What is an Incident Postmortem?
A postmortem (or post-mortem) is a process intended to help you learn from past incidents. It typically involves an analysis or discussion soon after an event has taken place.
Postmortems typically involve blame-free analysis and discussion soon after an incident or event has taken place. An artifact is produced that includes a detailed description of exactly what went wrong in order to cause the incident, along with a list of steps to take in order to prevent a similar incident from occurring again in the future. An analysis of how your incident response process itself worked during the incident should also be included in the discussion. The value of postmortems comes from helping institutionalize a culture of continuous improvement. This way, teams are better prepared when another incident inevitably occurs with mission- or business-critical systems.
As your systems scale and become more complex, failure is inevitable, assessment and remediation is more involved and time-consuming, and it becomes increasingly painful to repeat recurring mistakes. Not having data when you need it is expensive.

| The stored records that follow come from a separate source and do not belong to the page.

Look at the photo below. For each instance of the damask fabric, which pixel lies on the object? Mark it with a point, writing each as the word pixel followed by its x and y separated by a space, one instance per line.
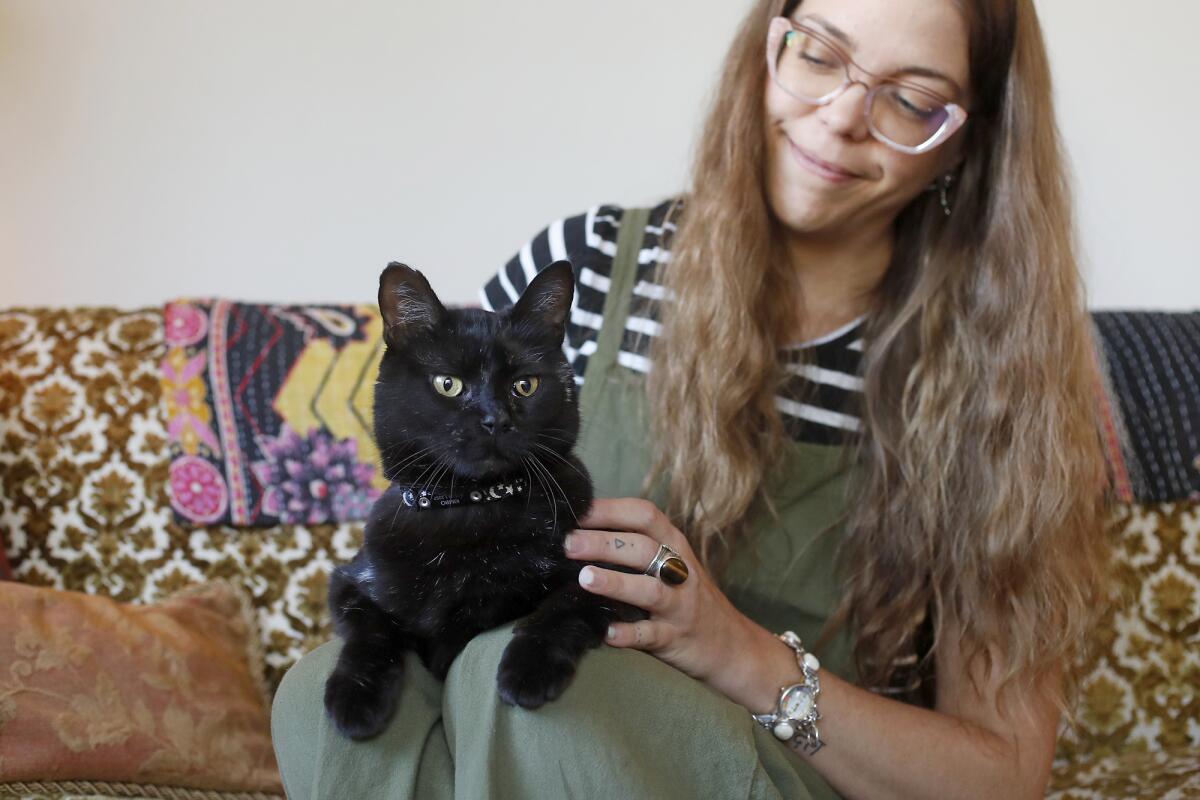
pixel 84 463
pixel 269 411
pixel 1138 704
pixel 1152 360
pixel 83 505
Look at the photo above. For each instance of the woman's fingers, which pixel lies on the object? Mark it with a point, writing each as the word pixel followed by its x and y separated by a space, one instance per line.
pixel 627 549
pixel 647 635
pixel 635 515
pixel 639 590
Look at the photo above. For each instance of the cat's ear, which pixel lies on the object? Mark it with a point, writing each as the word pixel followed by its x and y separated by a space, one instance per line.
pixel 407 304
pixel 546 302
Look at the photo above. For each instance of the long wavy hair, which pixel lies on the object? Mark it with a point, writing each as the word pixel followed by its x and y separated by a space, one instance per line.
pixel 983 467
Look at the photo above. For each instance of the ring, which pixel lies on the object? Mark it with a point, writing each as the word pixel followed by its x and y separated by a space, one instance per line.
pixel 667 566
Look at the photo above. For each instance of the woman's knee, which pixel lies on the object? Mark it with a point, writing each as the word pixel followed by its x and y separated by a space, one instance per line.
pixel 298 713
pixel 607 681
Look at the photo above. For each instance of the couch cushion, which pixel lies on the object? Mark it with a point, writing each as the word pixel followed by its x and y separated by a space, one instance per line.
pixel 1173 774
pixel 83 482
pixel 1150 360
pixel 1138 701
pixel 168 696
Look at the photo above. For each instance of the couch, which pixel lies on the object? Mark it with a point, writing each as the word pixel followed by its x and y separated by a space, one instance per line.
pixel 211 446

Streamlining the postmortem process is key to helping your team get the most from their postmortem time investment: spending less time conducting the postmortem, while extracting more effective learnings, is a faster path to increased operational maturity. In fact, the true value of postmortems comes from helping institutionalize a positive culture around frequent and iterative improvement.
Why Do Postmortems?
During incident response, the team is 100% focused on restoring service. They should not be wasting time and mental energy thinking about how to do something optimally or performing a deep dive on what caused the incident. Doing this could further delay remediation efforts and convolute the resolution process. That’s why postmortems are essential—they provide a peacetime opportunity to reflect once the issue is no longer impacting users. The postmortem process drives focus, instills a culture of learning, and identifies opportunities for improvement that otherwise would be lost.
Without a postmortem you fail to recognize what you’re doing right, where you could improve, and most importantly, how to avoid making the same mistakes in the future. Writing an effective postmortem allows you to learn quickly from your mistakes and improve your systems and processes. A well-designed, blameless postmortem allows teams to continuously learn, serving as a way to iteratively improve your infrastructure and incident response process. Be sure to write detailed and accurate postmortems in order to get the most benefit out of them.
Organizations may refer to the postmortem process in slightly different ways:
- Learning Review
- After-Action Review
- Incident Review
- Incident Report
- Post-Incident Review
- Root Cause Analysis (or RCA)
Streamline the postmortem process
The specifics around conducting postmortems vary from organization to organization. Regardless of the process, the primary purpose of postmortems should be learning, whether it’s about the systems being managed, the process being followed, or how the organization executes during a crisis. Additional goals, including identification and implementation of system or process improvements, may be realized depending on the process followed.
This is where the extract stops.